By: Bill Bonner & Tom Dyson, The Daily Reckoning


-- Posted Friday, 30 July 2004 | Digg This ArticleDigg It!

The Daily Reckoning

West River, Maryland

Friday, 30 July 2004

---------------------

*** How America betrays its children...

*** The scariest real estate bubble on earth...no fooling! *** Stock market matadors...the Fed gets what's comin'...and more...

---------------------

"The American people have been badly served...the vast majority of parents and grandparents are not coldhearted about their kids and their grandkids. They have simply been badly misled."

So said Pete Peterson, author of "Running on Empty" to reporter John Crudele. "For example, I consider the Social Security trust fund an oxymoron," he continued.

"It shouldn't be trusted, and it's not funded. Our own Treasury Department reports we have $44 trillion in unfunded liabilities in our entitlement programs.

"That's more than all the net worth in the country.

"I always thought my party was about fiscal conservatism. We have morphed into a kind of any-tax-cut-anytime mentality. And some big spenders have joined us in the Republican Party.

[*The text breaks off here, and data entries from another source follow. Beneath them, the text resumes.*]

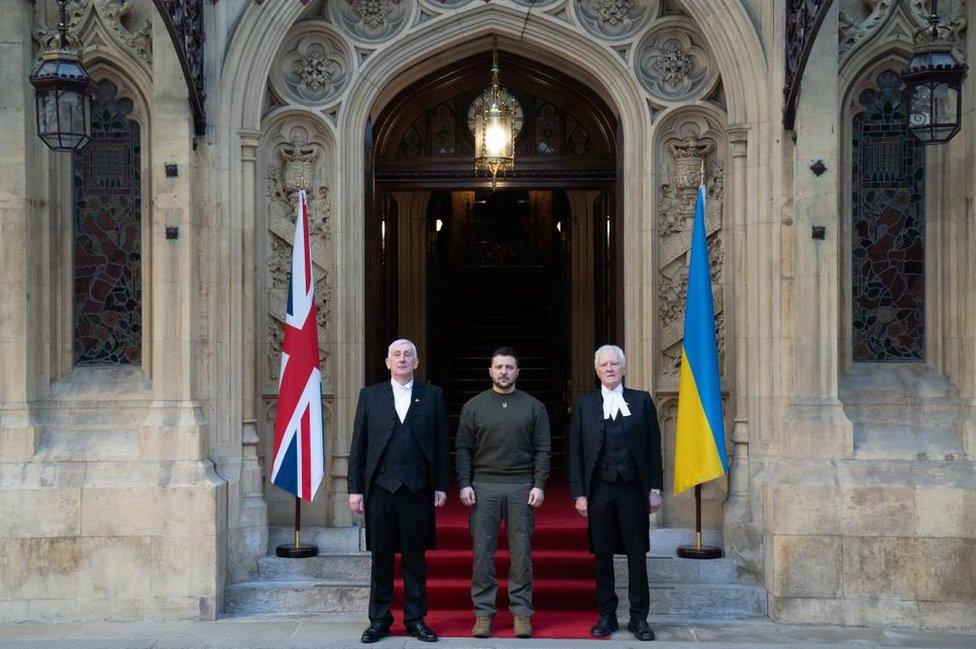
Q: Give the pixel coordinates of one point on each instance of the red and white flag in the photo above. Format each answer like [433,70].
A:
[299,449]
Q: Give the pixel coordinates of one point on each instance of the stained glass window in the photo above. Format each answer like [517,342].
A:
[107,294]
[888,229]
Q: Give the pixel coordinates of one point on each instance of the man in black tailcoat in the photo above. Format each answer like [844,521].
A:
[615,478]
[398,465]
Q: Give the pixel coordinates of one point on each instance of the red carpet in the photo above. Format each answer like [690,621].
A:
[563,592]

"Now we have the worst of both worlds fiscally - the biggest tax cuts and the big spending increases. What's ironic about this is that the most conservative sectors of the Republican Party agree.

"Dick Armey says we can't pin this one on the Democrats. We're in charge of both the Houses and the White House. Chuck Hagel, a conservative, says this [Republican] party has lost its moorings.

"The Democrats, on the other hand, have never met an entitlement they didn't like. Even though many of them will privately admit that Medicare as now constituted is unsustainable, their principal complaint about the Medicare drug bill is that it doesn't go nearly far enough.

"The question is: What can we do about it?

"There are two approaches, one far more constructive than the other. First, have a massive truth-telling effort, where the American people really understand what we are inflicting on the future and their kids. Then, bold action by a president who is willing to show leadership."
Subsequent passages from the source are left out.